6. Il ressort des pièces du dossier, en premier lieu, que M. B dont la demande d'asile en France avait été rejetée le 31 juillet 2002 a fait l'objet d'un arrêté du préfet du Val d'Oise portant reconduite à la frontière, qu'il a exécuté en quittant la France le 20 mai 2003. En deuxième lieu, M. B est revenu en France le 18 septembre 2017 sous couvert d'un passeport revêtu d'un visa de court séjour et, depuis lors, il s'est maintenu sur le territoire sans engager de démarches en vue de régulariser sa situation. Toutefois, l'intéressé se trouve actuellement dans une situation stable et régulière en matière sociale, au plan fiscal, en ce qui concerne le logement et la santé. Surtout, par contrat à durée indéterminée en date du 1er juin 2021, la société Boucherie populaire d'Hérouville a recruté M. B en qualité de boucher, métier qui d'ailleurs est dit " en tension ". Les éléments du dossier et les débats de l'audience établissent que le gérant de cette société et le requérant entretiennent de longue date des rapports amicaux particulièrement intenses, qui ont conduit le gérant à confier à celui-ci un rôle essentiel dans le fonctionnement de la boucherie qui emploie sept salariés, lors de la grave et longue maladie qui a frappé son épouse et retardé le dépôt d'une demande d'autorisation de travail. En troisième lieu, il est constant que M. B n'a fait l'objet d'aucune condamnation pénale et qu'il n'est pas défavorablement connu des services de police. Dans ces conditions très particulières, qui doivent être retenues comme significatives d'une réelle intégration socio-professionnelle, le requérant est fondé à soutenir que le centre de ses intérêts privés et personnels se trouve désormais en France, alors même qu'il n'y a pas de famille proche, et que la décision portant obligation de quitter le territoire sans délai méconnaît son droit au respect de sa vie privée garanti par les stipulations de l'article 8 de la convention européenne de sauvegarde des droits de l'homme et des libertés fondamentales.

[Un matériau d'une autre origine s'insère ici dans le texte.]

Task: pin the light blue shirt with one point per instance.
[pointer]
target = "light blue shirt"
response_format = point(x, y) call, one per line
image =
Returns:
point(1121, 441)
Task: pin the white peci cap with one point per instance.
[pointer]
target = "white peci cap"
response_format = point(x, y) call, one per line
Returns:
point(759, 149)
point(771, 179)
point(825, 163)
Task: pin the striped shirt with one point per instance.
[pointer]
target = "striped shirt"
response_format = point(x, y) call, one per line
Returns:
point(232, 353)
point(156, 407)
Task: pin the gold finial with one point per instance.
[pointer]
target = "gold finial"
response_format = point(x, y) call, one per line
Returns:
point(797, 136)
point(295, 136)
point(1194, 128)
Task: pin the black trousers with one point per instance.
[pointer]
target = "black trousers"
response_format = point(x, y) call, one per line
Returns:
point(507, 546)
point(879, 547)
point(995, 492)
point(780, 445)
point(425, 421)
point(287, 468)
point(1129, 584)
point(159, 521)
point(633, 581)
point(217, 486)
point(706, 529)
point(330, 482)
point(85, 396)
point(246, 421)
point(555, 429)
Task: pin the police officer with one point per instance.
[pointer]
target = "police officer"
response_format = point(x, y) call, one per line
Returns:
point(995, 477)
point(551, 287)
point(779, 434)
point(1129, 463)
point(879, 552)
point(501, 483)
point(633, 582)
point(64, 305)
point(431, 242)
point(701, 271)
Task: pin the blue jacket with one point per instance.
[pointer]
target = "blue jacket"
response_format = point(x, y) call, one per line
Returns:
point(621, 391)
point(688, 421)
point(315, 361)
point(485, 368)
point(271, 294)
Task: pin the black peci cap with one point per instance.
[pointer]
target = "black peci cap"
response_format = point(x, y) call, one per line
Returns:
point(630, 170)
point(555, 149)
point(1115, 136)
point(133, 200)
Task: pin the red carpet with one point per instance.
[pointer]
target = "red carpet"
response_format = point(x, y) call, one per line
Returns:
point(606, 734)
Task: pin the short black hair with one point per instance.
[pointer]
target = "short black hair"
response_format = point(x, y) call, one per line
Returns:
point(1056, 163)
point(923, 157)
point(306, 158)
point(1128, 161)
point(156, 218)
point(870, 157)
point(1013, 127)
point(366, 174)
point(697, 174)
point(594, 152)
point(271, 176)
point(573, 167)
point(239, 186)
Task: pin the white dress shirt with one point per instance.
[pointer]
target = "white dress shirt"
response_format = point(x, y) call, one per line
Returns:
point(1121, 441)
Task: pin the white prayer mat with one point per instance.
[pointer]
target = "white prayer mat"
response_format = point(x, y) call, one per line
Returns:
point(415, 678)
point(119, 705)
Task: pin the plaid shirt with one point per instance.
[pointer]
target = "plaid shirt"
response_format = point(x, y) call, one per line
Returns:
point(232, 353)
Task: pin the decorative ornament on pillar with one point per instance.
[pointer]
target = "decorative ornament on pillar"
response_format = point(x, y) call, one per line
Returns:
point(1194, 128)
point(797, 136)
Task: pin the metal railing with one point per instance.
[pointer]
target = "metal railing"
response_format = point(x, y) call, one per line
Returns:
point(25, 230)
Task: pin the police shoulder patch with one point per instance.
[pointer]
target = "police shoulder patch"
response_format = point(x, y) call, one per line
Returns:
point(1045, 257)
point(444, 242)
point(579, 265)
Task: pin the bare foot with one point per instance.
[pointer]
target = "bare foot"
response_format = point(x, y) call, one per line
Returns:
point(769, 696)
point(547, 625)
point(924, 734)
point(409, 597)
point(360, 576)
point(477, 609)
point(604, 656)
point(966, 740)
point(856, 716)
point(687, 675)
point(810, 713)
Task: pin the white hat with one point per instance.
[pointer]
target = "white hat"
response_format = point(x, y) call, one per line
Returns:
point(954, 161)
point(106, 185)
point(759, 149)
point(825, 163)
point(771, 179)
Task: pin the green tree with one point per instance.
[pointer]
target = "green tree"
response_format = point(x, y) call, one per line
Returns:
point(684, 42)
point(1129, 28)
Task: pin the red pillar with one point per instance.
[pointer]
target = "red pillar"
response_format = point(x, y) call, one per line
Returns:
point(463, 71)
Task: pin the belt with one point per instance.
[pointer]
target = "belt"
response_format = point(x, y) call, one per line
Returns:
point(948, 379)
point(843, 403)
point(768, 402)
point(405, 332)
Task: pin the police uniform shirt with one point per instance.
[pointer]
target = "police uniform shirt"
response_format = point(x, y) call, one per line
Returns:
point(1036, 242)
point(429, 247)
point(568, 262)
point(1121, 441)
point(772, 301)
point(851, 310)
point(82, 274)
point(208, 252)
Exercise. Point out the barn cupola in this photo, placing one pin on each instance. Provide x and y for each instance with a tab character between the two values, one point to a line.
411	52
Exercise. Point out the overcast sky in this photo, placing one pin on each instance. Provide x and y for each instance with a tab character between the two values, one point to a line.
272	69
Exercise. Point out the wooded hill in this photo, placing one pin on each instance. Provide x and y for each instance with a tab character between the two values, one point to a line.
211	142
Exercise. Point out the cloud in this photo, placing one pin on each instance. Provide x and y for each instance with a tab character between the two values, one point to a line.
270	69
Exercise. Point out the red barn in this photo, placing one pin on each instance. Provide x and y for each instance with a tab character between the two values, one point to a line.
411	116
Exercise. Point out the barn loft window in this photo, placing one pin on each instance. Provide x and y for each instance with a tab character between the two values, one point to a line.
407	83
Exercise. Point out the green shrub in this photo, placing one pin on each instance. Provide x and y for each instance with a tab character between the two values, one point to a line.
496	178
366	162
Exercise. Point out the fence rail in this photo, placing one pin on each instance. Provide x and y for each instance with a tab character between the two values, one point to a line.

7. Il s'ensuit, sans qu'il soit besoin des statuer sur les autres moyens des requêtes, que M. B est fondé à demander l'annulation des décisions en date du 20 décembre 2022 par lesquelles le préfet du Calvados l'a obligé à quitter le territoire français sans délai, a fixé le pays de destination de la mesure d'éloignement, a interdit à l'intéressé le retour en France pour une durée d'un an et l'a assigné à résidence.

Sur la demande relative aux frais d'instance :

8. Il résulte de tout ce qui précède qu'il y a lieu de mettre à la charge de l'Etat la somme de 1 200 euros au titre des frais visés à l'article L. 761-1 du code de justice administrative.

D É C I D E :

Article 1er : Les demandes d'aide juridictionnelle à titre provisoire formées par M. B sont rejetées.

Article 2 : Les décisions en date du 20 décembre 2022 par lesquelles le préfet du Calvados a obligé M. B à quitter le territoire français sans délai, a fixé le pays de destination de la mesure d'éloignement, a interdit à l'intéressé le retour en France pour une durée d'un an et l'a assigné à résidence sont annulées.

Article 3 : L'Etat versera à M. B la somme de 1 200 euros sur le fondement de l'article L. 761-1 du code de justice administrative.

Article 4 : Le présent jugement sera notifié à M. A B et au préfet du Calvados.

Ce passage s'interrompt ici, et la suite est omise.